Cybersecurity implications :
Generation of new strains of malware
First of all, the conversational robot allows malicious actors to initiate cyberattacks even if they have no expertise in cybersecurity. Indeed, being capable of creating code, it can generate malicious code if requested to do so. In late December 2022, a thread was created on a hacking forum titled “ChatGPT – Benefits of Malware.” In this thread, it was revealed that it was possible to use the AI to recreate strains of malware and techniques using online articles about malware, which may be included in the training data.

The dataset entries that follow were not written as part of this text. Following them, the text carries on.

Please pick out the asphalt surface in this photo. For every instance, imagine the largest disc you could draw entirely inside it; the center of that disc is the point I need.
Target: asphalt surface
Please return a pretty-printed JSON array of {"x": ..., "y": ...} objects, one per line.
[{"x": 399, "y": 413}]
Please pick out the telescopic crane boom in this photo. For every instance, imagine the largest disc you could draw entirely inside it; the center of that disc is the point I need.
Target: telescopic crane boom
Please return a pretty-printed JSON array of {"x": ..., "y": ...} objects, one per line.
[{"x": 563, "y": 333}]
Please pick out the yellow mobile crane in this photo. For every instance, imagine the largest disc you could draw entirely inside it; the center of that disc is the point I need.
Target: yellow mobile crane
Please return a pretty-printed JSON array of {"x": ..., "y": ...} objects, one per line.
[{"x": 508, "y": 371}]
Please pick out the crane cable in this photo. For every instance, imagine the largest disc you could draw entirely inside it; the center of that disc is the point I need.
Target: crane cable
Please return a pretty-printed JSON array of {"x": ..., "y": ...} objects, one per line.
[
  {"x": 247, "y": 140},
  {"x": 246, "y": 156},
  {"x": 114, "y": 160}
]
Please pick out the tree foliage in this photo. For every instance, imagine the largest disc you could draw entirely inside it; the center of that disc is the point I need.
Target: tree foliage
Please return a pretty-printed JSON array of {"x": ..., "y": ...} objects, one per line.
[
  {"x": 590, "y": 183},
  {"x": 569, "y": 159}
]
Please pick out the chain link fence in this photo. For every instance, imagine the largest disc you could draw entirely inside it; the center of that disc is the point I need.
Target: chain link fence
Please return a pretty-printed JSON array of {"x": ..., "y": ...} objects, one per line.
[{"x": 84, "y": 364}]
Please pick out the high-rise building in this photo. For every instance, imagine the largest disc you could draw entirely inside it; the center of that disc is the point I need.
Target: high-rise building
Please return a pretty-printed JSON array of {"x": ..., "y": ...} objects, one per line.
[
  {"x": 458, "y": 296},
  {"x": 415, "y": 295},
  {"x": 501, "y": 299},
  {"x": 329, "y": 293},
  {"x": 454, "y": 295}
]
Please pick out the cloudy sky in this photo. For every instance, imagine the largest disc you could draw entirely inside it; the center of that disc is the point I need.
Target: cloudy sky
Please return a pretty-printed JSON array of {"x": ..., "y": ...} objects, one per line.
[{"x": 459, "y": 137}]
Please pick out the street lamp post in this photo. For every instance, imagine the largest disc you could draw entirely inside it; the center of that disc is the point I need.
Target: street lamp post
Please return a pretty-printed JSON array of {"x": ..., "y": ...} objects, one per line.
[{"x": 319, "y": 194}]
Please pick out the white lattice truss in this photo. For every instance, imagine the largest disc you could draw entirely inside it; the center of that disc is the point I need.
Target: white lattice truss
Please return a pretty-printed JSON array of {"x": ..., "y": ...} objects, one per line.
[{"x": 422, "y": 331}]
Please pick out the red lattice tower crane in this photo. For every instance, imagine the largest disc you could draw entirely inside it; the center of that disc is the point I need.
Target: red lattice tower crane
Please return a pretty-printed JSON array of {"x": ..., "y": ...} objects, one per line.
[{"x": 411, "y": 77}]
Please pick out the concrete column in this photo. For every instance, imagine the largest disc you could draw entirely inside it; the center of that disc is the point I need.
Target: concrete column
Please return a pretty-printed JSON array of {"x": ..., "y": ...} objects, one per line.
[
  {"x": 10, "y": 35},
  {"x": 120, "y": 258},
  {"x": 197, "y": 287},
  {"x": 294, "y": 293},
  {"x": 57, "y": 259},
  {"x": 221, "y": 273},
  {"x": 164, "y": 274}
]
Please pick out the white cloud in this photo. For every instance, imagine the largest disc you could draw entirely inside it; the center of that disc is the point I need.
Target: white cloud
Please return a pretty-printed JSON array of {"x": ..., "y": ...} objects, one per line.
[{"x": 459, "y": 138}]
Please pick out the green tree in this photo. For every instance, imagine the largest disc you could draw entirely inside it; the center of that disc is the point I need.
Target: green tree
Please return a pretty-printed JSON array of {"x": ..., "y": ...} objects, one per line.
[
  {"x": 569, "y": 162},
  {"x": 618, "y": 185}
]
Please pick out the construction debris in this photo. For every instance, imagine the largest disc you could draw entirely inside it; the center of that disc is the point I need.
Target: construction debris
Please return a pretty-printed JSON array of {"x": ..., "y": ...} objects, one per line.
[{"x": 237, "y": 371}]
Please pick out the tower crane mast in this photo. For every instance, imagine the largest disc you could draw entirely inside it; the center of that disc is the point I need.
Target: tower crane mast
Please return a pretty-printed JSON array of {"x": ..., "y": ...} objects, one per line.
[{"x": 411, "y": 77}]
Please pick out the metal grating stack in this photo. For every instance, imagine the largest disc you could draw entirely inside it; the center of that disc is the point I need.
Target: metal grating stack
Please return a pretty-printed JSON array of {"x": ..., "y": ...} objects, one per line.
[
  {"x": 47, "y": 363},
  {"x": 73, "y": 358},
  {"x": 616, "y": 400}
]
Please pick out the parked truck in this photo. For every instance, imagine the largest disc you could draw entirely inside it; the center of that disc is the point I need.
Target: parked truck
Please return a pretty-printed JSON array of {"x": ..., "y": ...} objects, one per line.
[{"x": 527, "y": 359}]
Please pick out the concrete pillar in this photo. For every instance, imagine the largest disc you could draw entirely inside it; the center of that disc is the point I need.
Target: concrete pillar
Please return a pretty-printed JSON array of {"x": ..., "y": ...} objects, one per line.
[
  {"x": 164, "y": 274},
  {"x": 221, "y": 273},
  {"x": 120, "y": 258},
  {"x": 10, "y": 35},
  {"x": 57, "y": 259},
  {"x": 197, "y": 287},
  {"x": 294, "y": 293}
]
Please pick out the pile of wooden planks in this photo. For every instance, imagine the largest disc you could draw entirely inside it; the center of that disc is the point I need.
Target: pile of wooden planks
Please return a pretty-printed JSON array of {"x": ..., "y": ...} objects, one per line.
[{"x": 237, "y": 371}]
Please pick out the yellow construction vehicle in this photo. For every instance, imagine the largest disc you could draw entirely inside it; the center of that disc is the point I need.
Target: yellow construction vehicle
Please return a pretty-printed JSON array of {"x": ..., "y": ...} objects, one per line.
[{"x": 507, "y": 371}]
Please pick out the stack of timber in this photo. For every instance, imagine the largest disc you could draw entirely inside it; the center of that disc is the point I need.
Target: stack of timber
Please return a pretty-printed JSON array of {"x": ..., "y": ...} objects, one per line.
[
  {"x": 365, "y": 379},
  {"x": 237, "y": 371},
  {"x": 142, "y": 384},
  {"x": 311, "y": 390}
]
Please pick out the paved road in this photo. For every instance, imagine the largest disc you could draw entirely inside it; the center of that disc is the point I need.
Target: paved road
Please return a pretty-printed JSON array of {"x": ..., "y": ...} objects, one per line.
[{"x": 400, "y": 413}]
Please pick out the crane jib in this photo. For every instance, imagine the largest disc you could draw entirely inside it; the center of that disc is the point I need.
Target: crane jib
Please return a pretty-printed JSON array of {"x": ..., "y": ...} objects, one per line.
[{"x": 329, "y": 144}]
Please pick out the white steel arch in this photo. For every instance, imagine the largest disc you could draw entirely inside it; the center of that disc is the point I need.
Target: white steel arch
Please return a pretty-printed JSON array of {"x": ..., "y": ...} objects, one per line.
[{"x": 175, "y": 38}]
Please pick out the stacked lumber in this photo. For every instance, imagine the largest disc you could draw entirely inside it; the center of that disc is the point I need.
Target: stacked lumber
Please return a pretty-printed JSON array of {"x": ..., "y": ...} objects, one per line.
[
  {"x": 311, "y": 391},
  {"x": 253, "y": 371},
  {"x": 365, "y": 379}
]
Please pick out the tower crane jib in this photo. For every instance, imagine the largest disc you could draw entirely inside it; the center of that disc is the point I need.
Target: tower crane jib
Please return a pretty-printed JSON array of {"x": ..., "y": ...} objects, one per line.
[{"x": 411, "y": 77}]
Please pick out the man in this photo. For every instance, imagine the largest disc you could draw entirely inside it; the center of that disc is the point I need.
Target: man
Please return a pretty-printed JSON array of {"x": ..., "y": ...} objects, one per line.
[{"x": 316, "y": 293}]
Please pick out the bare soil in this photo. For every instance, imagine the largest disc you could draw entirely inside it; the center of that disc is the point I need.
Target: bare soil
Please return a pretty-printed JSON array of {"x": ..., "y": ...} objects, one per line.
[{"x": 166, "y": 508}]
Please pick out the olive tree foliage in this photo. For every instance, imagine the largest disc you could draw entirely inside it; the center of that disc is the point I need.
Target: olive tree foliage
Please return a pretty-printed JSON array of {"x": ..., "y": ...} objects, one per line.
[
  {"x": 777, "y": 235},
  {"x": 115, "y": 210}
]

Improved phishing techniques
Furthermore, the use of ChatGPT could also be misused to write higher quality and therefore more credible phishing emails (phishing being a common cyber attack technique, in which the fraudster poses as someone trustworthy, such as our bank, in order to request confidential information, validate a banking operation, etc.). Today, many phishing emails can be identified by their unconvincing phrasing and spelling mistakes. Without these elements, phishing attacks will be much more difficult to detect
Finally, new types of cyber attacks are emerging, such as the so-called “poisoning” attack. This consists of introducing corrupted data into an AI, either during its development or during its learning phase, which will then modify its behavior. However, ChatGPT has been trained on data present on the internet, and there is no doubt that many of them are not morally irreproachable. Moreover, ChatGPT’s knowledge stops at its last update (it is not aware of the most recent events), which is a limitation that OpenAI will have to address. The risk will then be that malicious actors introduce corrupted data into the databases on which ChatGPT is likely to be trained, so that it can subsequently help them implement new cyber attacks.